The Pakistani government on Wednesday condemned the US backing for a permanent seat for arch-rival India on the UN Security Council as "incomprehensible".
A federal cabinet resolution "expressed its serious concern and strong disappointment on the decision of the United States to support a permanent seat for India on the UN Security Council," a foreign ministry statement said.
"It is incomprehensible that the US has sought to support India, whose credentials with respect to observing UN charter principles and international law are at best chequered," the resolution said.
Addressing the Indian parliament earlier this week, visiting US President Barack Obama received rapturous applause when he said he looked forward to welcoming India as a permanent member of a reformed UN Security Council.
Islamabad and Washington are allies in the war against terrorism, but their relationship is strained, while nuclear-armed Pakistan and India are entrenched rivals.
They have fought three wars since independence from Britain in 1947, two of them over the disputed territory of Kashmir.
The resolution passed by the cabinet at a meeting chaired by Prime Minister Yousuf Raza Gilani, accused India of "disregard of Security Council resolutions on Jammu and Kashmir and gross and systematic violations of the fundamental human rights of the Kashmiri people".

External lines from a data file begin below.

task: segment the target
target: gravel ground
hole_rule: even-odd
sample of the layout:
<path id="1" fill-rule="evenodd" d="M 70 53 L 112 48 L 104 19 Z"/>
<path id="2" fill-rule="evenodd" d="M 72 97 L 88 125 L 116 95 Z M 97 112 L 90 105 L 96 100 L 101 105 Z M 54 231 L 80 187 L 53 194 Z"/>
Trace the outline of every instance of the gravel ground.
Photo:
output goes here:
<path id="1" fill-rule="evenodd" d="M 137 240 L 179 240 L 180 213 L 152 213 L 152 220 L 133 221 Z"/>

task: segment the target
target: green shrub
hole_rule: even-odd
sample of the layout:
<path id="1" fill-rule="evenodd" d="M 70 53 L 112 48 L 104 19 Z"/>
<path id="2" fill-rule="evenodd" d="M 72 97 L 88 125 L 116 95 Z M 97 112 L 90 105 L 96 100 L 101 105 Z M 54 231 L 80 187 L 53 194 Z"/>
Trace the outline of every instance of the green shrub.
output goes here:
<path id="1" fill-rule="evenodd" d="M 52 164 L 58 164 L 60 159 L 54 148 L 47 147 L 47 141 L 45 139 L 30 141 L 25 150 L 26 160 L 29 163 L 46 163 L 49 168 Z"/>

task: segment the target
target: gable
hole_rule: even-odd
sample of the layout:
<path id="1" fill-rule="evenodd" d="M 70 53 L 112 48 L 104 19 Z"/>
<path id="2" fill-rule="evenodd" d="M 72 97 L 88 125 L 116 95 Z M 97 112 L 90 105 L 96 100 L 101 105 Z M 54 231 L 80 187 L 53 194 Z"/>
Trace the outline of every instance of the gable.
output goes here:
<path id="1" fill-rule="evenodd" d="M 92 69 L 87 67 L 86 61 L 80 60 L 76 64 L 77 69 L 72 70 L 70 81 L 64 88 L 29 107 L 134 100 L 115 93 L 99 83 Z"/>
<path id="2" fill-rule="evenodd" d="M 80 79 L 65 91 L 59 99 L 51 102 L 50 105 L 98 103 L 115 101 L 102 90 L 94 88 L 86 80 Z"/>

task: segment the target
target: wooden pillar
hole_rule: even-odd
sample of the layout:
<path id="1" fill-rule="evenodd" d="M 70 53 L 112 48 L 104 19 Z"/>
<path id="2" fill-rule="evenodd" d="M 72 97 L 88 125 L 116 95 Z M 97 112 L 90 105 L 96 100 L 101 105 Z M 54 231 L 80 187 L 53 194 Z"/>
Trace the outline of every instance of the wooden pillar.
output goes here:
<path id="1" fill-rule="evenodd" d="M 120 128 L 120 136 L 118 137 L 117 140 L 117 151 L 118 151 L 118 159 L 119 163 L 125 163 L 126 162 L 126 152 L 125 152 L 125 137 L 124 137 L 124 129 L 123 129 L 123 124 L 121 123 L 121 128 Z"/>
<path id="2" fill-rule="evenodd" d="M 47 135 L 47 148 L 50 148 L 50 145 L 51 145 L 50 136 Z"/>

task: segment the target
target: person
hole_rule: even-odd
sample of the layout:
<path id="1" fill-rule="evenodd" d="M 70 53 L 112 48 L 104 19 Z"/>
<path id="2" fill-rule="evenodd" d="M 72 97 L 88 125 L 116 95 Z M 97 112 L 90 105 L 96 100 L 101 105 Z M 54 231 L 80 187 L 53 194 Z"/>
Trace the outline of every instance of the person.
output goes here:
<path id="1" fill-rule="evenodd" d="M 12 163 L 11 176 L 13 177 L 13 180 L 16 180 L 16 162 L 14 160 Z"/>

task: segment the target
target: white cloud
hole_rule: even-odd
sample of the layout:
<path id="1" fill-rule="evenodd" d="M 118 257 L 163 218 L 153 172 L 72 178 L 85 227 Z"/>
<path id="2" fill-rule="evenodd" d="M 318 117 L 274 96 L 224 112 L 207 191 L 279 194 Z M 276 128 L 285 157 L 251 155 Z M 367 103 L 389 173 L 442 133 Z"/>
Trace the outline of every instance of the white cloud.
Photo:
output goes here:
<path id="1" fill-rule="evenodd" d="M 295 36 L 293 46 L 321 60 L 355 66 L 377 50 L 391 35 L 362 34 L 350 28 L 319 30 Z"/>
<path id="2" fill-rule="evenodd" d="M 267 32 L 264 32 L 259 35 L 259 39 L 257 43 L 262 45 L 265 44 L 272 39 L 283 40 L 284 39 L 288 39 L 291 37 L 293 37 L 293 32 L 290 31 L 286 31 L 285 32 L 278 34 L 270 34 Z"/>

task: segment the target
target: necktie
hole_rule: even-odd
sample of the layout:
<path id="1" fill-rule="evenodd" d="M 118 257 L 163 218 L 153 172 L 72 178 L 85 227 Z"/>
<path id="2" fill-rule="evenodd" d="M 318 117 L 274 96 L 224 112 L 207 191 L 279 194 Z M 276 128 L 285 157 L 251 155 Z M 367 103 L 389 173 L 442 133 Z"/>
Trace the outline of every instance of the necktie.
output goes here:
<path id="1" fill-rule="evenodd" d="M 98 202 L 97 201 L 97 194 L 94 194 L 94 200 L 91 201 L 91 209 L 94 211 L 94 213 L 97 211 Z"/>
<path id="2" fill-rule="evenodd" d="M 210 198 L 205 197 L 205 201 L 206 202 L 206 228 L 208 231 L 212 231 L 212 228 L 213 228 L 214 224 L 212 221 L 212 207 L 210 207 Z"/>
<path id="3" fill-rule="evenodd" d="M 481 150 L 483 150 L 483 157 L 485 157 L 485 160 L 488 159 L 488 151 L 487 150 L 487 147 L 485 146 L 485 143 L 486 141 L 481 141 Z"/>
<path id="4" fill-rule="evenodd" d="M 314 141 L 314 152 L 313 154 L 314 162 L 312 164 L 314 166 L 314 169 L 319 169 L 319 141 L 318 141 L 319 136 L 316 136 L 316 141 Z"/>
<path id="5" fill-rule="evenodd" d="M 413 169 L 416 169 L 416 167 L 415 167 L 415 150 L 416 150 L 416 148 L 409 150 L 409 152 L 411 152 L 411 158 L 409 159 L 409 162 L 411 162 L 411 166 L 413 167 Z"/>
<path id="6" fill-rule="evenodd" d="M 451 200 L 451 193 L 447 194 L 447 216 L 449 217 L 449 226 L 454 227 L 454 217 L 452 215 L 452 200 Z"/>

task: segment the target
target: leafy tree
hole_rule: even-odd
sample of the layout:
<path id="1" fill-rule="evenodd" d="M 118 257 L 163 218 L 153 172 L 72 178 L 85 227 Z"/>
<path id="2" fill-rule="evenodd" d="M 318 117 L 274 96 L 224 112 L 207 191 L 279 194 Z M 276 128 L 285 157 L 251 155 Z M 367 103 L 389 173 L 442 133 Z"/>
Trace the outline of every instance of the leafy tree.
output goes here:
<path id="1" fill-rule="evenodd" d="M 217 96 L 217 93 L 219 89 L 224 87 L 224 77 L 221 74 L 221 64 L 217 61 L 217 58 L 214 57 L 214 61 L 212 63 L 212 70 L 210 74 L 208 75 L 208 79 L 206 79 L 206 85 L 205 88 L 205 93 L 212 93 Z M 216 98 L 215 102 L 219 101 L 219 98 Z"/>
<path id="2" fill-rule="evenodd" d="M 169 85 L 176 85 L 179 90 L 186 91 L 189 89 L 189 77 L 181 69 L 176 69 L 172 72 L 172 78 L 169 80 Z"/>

A string of decades-old Security Council resolutions call for a referendum to allow the Kashmiri people to choose between India and Pakistan, but have never been implemented.
Obama on Monday backed India's quest for a permanent Security Council seat, inviting the world's largest democracy to take its "rightful" place at the summit of global power.
Obama also said that the United States could not "impose" a solution on India and Pakistan's dispute over Kashmir -- the trigger for two wars between the South Asian rivals.
India has an estimated 500,000 troops in Kashmir, which is split into Indian- and Pakistani-administered parts. There has been a separatist insurgency in the Indian zone for 20 years.